The trait approach is derived from Darwin’s theory of evolution and the emphasis on individual variation within a species, defining the function of that individual in the social setting. This theory is mainly concerned with the heritable traits which determine behaviour and result in particular characteristics and types of individuals. Such theory began with Gordon Allport around 1937. Allport defined a trait as “a neuropsychic structure having the capacity to render many stimuli functionally equivalent, and to initiate and guide equivalent (meaningfully consistent) forms of adaptive and expressive behavior.” (1961)

The Big Five is a model of personality that describes five defining personality traits. They were originally described by Warren Norman (1963) and consist of: neuroticism, extraversion, openness, agreeableness and conscientiousness.

Phenomenological Theory

The Phenomenological approach stresses the importance of the cognitive side of human behaviour – therefore – what and how people think. Phenomenological theory dictates that conscious thoughts and beliefs are the major determinants of personality. This approach puts individuals in the role of scientist: analysing the world and themselves within a social context to reach conclusions about the formation and display of personality traits.

George Kelly, a clinical psychologist, developed the concept of ‘personal constructs’ which refers to the “categories with which we interpret our experiences” (Peterson 1997). The personal construct theory suggests that our interpretations of the world around us create our personality. Therefore the concept of personality is a flexible one.

Phenomenological theory was further developed by Carl Rogers’ self-actualisation concepts. According to Rogers, the drive towards self-actualisation (familiar to the Maslow’s hierarchy of needs) was the major determinant of an individual’s personality. This humanistic and optimistic approach was also the basis for Rogers’ client-centred therapy.

Social Learning Theory

Finally, the social learning theory focuses mainly on the influence of social dynamics and learning. This approached is based on behaviourism and it stresses the importance that the human learning process has in the formation of personality traits. In social learning theory, the most important psychological process is learning.
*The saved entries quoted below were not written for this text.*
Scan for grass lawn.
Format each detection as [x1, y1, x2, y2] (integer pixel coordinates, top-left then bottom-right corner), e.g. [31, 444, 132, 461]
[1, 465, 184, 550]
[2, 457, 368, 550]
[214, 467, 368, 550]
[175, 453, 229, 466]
The pioneering theorists of this approach were John Dollard and Neal Miller, authors of the book Personality and Psychotherapy (1950). According to them, people learn behaviours that decrease their physiological drive.

Albert Bandura also played a key role in the development of this theory. Bandura affirmed that people learn through modelling, and such modelling becomes the main determinant of personality. The concept of self-efficacy, the belief that one can perform a given behaviour, creates an immediate mechanism in which people modify behaviour in order to improve performance in life.

The Human Perspective

Personality is not only part of the realms of scientific research and behavioural studies. In order to better understand the world, we tend to create patterns – to classify everything we can into groups based on common characteristics. This learning process seems to work effectively with our brain structure, and also to improve the interpersonal communication process and to define roles in a social setting. It is normal that we analyse other people’s behaviours and physical appearance based on predefined ideas which are enforced by our experiences, culture, inherited traits and social setting.

A common example of such effect is found in the perspective towards personality: there are hundreds of popular measurements of personality available through varied media and in different formats. Horoscopes, personality and intelligence tests, amongst others, are all part of our own way to view the world and to place individuals on common ground. It seems almost natural to categorise ourselves and others in an attempt to make sense of the world. Perhaps this evidence indicates that Kelly’s argument is particularly accurate: in a social setting, aren’t we all scientists?